Also for 2019, as USI-CIT, we strongly relaunch the 8th March general strike on workplaces.
A strike that we deem necessary to undermine oppression and gender violence, in a society still pervaded by strong discrimination and sexism despite numerous struggles for female emancipation that characterized the 20th century. Even today most of the world is based on a patriarchal perception of gender roles with defined and strict boundaries. This is evident from numerous contexts in which the body of women continues to be regulated according to the current morality that reflects the needs of a ruling class. The woman has always represented a subject to whom homework tasks, care of family environment and childcare are historically assigned. Thus, besides free care work, wage-earning work is added to many of them.
In the workplace the wage gap persists: it sees a difference in salary between men and women which varies from 20% to 40% depending on the profession. Furthermore, 50.7% of women doesn’t have an occupation that determines a stable income and a third of female workers leave work due of motherhood. The workplaces are also where sexual harassment and violence often occur against workers or such aspiring. In fact, women who testify that they have suffered different types of harassment during the first job interviews are constantly increasing. It comes in many cases of precarious young people who most of the time are silent so as not to suffer consequences from the working point of view.
Maximum example of this conception of woman as a lower subject to be protected and regulated is the legitimation of rape still today justified by many representation of the woman as provocateur of presumed “masculine instincts”, crushed on the stereotype of a saint or a whore.
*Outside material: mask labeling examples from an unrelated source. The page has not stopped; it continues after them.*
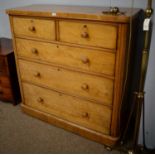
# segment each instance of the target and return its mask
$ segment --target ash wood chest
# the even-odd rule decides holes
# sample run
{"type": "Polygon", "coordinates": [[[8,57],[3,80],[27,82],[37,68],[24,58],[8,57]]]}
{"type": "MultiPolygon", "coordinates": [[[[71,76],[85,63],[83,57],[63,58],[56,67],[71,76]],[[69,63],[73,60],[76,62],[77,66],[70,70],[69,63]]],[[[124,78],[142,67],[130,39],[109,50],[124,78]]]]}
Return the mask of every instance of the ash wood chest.
{"type": "Polygon", "coordinates": [[[12,40],[8,38],[0,38],[0,100],[20,102],[12,40]]]}
{"type": "Polygon", "coordinates": [[[104,9],[32,5],[7,13],[23,111],[112,146],[120,137],[129,25],[138,10],[104,9]]]}

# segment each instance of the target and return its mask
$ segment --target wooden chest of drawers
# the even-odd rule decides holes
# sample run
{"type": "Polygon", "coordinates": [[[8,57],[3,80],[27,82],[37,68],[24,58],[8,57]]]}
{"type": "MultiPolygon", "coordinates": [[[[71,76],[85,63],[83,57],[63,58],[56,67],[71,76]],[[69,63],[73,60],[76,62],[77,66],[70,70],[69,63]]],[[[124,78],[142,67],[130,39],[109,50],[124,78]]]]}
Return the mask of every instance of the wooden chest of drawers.
{"type": "Polygon", "coordinates": [[[128,55],[130,17],[102,7],[32,5],[7,10],[24,112],[114,145],[128,55]]]}
{"type": "Polygon", "coordinates": [[[0,100],[20,102],[12,41],[7,38],[0,38],[0,100]]]}

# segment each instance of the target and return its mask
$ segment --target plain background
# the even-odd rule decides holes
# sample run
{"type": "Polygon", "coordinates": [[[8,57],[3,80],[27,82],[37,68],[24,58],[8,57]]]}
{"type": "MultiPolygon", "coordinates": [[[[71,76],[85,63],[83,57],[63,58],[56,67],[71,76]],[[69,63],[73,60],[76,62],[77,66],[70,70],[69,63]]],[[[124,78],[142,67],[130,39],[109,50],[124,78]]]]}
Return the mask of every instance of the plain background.
{"type": "MultiPolygon", "coordinates": [[[[147,0],[111,0],[112,6],[129,7],[132,2],[134,7],[145,8],[147,0]]],[[[65,4],[65,5],[91,5],[91,6],[110,6],[110,0],[0,0],[0,37],[11,38],[10,25],[8,16],[5,14],[5,9],[24,6],[29,4],[65,4]]],[[[155,1],[153,0],[153,8],[155,9],[155,1]]],[[[153,16],[153,20],[155,16],[153,16]]],[[[146,144],[149,148],[155,148],[155,26],[153,28],[152,44],[150,49],[149,64],[147,78],[145,83],[145,113],[146,113],[146,144]]],[[[139,141],[142,141],[140,131],[139,141]]]]}

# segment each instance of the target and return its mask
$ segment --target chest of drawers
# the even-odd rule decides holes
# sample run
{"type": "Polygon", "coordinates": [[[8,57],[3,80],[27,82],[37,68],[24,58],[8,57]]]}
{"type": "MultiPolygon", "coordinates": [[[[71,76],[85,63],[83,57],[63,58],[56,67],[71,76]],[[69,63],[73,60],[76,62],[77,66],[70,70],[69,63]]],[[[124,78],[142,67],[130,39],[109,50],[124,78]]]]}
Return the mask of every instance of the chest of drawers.
{"type": "Polygon", "coordinates": [[[32,5],[7,13],[23,111],[112,146],[122,126],[130,17],[138,10],[103,10],[32,5]]]}
{"type": "Polygon", "coordinates": [[[12,40],[8,38],[0,38],[0,100],[20,102],[12,40]]]}

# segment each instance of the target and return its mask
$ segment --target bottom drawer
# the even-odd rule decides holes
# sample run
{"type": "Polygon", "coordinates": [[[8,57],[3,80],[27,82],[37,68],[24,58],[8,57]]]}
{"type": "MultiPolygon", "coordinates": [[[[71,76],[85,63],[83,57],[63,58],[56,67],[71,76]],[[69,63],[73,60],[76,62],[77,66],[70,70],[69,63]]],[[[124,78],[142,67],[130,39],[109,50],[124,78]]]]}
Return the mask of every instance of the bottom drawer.
{"type": "Polygon", "coordinates": [[[13,96],[10,88],[0,87],[0,100],[12,101],[13,96]]]}
{"type": "Polygon", "coordinates": [[[110,133],[111,109],[76,97],[23,83],[26,105],[77,125],[110,133]]]}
The situation is even worse for migrant women. We see it with heavy discrimination they suffer because more easily blackmailed and three times discriminated as women, proletarians and foreign citizens. The Salvini Decree makes worse an already serious situation, from unsecured access to the health, to bigger difficulties in finding support structures in case of violent relationships with family members, to the continuing threat of expulsion to countries where female conditions are sometimes even worse.
Who in recent years has stood out among the herd for a more racist and sexist propaganda, today sits on the benches of government, continuing to chatter about the body of women with a patriarchal, paternalistic and therefore deeply authoritarian culture. A culture of which the latter government doesn’t have the unique heritage, but is simply its most crude interpreter. This can be seen from the speeches about birth and traditional family, from the permanent electoral campaign in favor of the traditional family, of a hierarchy between the sexes and of the fixity of gender roles. A government in perpetual electoral campaign that speaks about the female body as “national good” to be put under protection and denying to all effects the individual subjectivity of women.
To all this we must add the bill of the Minister Pillon, member of Lega Nord, which aims to regulate the separation and custody of children by imposing, even in case of alleged physical violence by husband or wife, a kind of an equal custody between the two parents. Moreover, equal custody would presuppose also the cancellation of the maintenance allowance and the creation of a sort of expenditure budget to be divided between husband and wife. In a country where 50.7% of women doesn’t have a job with a stable income, the economic blackmail is evident. These are just some of the many features of the bill that would make it even more difficult for a woman to denounce violence and separate from her husband, generating a condition of open blackmail. A law such as this would put an economic precondition against the couples who want to separate, regardless of the reasons, and would further affect their children.
For this reason, we relaunch the deadline of 8th March as an intersectional and internationalist deadline, of radical, anti-racist and anti-sexist struggle, as it includes all these areas that aren’t and can’t be separated.
As Unione Sindacale Italiana, we think that only with intersectionalism, that is capacity to weave relationships between only apparently separate struggles, we can break down the patriarchal culture of which capitalism and statism are imbued.
The strike as an answer to all forms of violence on women’s bodies and minds. The strike as a praxis to take up the management of our lives and our bodies from the hands of the state, as a path of abatement of the first nucleus of authoritarianism: the patriarchy. The strike to build a path that goes beyond the mere claim of rights, to give birth in our time to a germ of freedom for a future society of free and equal people.
8th March global strike!
If they touch one, they touch all of us!